While they don’t say it a lot, even the Republicans recognize that the cuts are necessary to bring Medicare spending under control.

At the debate, Rick Santorum, a former senator from Pennsylvania, raised the old — and discredited — bugaboo that the Democratic reforms would lead to “rationing of care from the top down.” His target was a new advisory board that is designed to insulate spending decisions from the lobbying that distorts Congressional decisions.

The board will propose ways to get Medicare spending back on track if it fails to meet targets, and Congress would have to accept the recommendations or pass a comparably effective alternative. Rationing of care and cutting benefits are explicitly prohibited. The board is mostly limited to cutting payments to providers and the private plans that serve Medicare beneficiaries.

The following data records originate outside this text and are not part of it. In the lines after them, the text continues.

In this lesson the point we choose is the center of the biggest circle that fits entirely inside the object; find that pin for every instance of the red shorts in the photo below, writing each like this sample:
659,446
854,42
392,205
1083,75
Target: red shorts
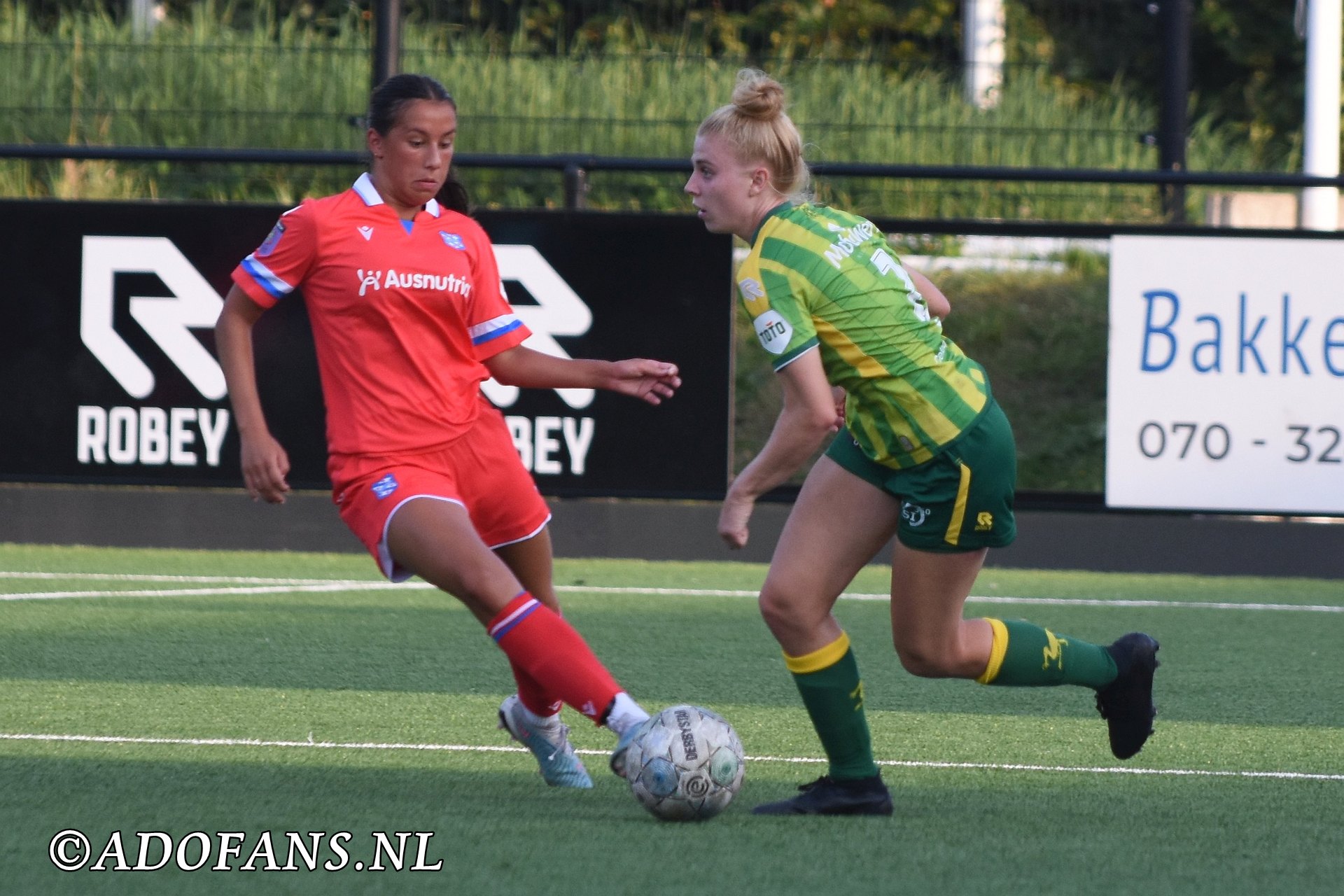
480,470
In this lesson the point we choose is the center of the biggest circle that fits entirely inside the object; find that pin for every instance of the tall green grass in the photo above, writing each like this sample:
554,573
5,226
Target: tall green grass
286,83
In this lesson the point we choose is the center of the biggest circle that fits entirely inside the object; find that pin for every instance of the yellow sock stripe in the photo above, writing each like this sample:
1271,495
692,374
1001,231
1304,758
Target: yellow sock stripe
819,660
996,652
958,511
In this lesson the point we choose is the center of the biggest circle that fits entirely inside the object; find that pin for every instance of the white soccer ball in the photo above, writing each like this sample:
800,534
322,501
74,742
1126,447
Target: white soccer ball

So what are the Republicans offering instead? After enthusiastically embracing Representative Paul Ryan’s proposal to eventually turn Medicare into a voucher program — with the government providing a subsidy to buy private health insurance — they backed away when voters made clear that they hated the idea. At the debate, Tim Pawlenty, a former Minnesota governor, said he would modify Mr. Ryan’s approach to retain traditional Medicare as an option, and Mr. Ryan later said he was open to the idea. The Republicans have not dropped the claim that privatizing Medicare would be more efficient.

That has certainly not been the case with private Medicare Advantage plans, which cost, on average, 10 percent more than the same services would cost in traditional fee-for-service Medicare. Over sustained periods, Medicare spending per beneficiary has also risen more slowly than private health insurance premiums.

The Ryan plan would save the government money primarily by shifting costs to beneficiaries. Nobody at the debate mentioned that.